Asset Protection
What does Asset Protection do in reality?
Just as there are many and varied needs for asset protection, so there are also many different planning options available. Your choice will require careful consideration to ensure you are effectively mitigating risk while at the same time remaining compliant with current tax and other regulatory rules.
Without planning, your assets are likely to be at risk of exposure to a number of financial threats. This could be as a result of care fees, creditors, bankruptcy, divorce or the tax man. So while the value of your assets will always be subject to economic fluctuations and commercial influences, you can in most cases take protective steps to shelter your assets from these financial threats.
Asset Protection is essentially about planning now to protect for later.
What does Asset Protection do to minimise financial risk?
Any asset protection strategy should take account of a range of potential risks, from the inevitable and foreseeable through to the unexpected.
Some of the most common threats include:
• Inheritance tax
• Capital gains tax
• Bankruptcy
• Divorce
• Care Fees
With these in mind, start with a clear vision of your financial and personal objectives.
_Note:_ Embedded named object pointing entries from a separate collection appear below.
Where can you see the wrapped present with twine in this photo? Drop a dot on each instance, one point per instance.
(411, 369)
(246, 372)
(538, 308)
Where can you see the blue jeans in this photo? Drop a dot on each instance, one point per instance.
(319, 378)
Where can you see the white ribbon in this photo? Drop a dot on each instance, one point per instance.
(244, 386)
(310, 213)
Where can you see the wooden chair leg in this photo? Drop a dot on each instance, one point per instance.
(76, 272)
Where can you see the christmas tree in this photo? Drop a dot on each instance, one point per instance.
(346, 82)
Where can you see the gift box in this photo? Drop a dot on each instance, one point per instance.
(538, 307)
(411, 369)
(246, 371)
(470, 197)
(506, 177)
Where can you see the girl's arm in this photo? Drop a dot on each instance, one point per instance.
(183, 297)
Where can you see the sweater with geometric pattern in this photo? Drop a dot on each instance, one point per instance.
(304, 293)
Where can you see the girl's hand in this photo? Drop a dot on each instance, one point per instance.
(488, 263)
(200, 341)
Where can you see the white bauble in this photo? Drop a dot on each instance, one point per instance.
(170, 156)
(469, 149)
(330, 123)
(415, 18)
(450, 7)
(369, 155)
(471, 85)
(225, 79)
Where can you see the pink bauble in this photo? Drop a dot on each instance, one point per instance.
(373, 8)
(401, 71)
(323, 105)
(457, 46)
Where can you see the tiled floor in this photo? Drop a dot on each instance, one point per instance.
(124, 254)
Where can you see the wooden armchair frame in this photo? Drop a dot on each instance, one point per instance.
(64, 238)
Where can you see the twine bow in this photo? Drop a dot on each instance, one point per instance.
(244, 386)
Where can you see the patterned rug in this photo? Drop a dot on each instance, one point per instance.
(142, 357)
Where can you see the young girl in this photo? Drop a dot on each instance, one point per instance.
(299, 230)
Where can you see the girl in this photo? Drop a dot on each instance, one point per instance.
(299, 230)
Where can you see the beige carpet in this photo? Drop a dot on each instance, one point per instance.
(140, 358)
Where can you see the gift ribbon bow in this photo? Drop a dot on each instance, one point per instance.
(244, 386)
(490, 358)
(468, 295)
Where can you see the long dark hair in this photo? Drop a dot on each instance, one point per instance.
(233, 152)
These are the key drivers. Until you are clear about what you want to happen, any planning is likely to be limited in its effectiveness.
There may be many areas to consider here:
• What does your asset portfolio look like – the value and type of assets, who owns them and where they are held?
• How easily do you need access to wealth and capital now?
• What is your current tax position?
• What do you want to happen to funds now and also after your death? Who do you want to benefit and how?
• Is it feasible to gift some of your wealth away now?
Trusts
For protection purposes, trusts can offer certainty and shelter from financial attack. They can also provide flexible, effective management of Trust assets – for example, providing controlled income/capital payments to disabled or vulnerable beneficiaries.
Trusts are almost always used as a means of making a gift of cash or assets – including shares in the family business – with certain conditions applied that are important to the asset owner. For example, giving someone dividends on shares while retaining ownership of the underlying shares.
You can be a Trustee of the trust that you have created, and so are able to control the transfer of your assets during your lifetime with protection from threats such as divorce and bankruptcy.
Placing an asset in trust can be effective for Inheritance Tax mitigation if you then survive for a period of seven years and assuming that you do not derive any benefit from the trust asset(s).
One must also consider the capital gains tax (CGT) implications of any asset transferred into trust. Even where there is no consideration paid by the trust for the asset, this will still be an event for CGT purposes. Where the asset stands at a gain then in some circumstances the gain can be deferred (or ‘held over’), thus there is no immediate liability.
Wills
A will is arguably the most basic – and obvious – of planning tools. Making a will is the most effective method of protecting your assets upon death.
If you die intestate, you are exposing your estate and beneficiaries to all manner of risks. Your assets will be subject to the intestacy rules, meaning they will be transferred by a mechanical set of rules that are potentially not in line with your actual wishes. This may result in a contentious probate scenario following your death. Not a good result.
Gifts and transfers
Consider making the most of IHT exempt gifts and transfers – a lifetime gift, for example, could be placed into a suitable Trust. This would be both tax-efficient for IHT purposes whilst allowing the Settlor an element of control over the gift and any release of capital and/or income payments.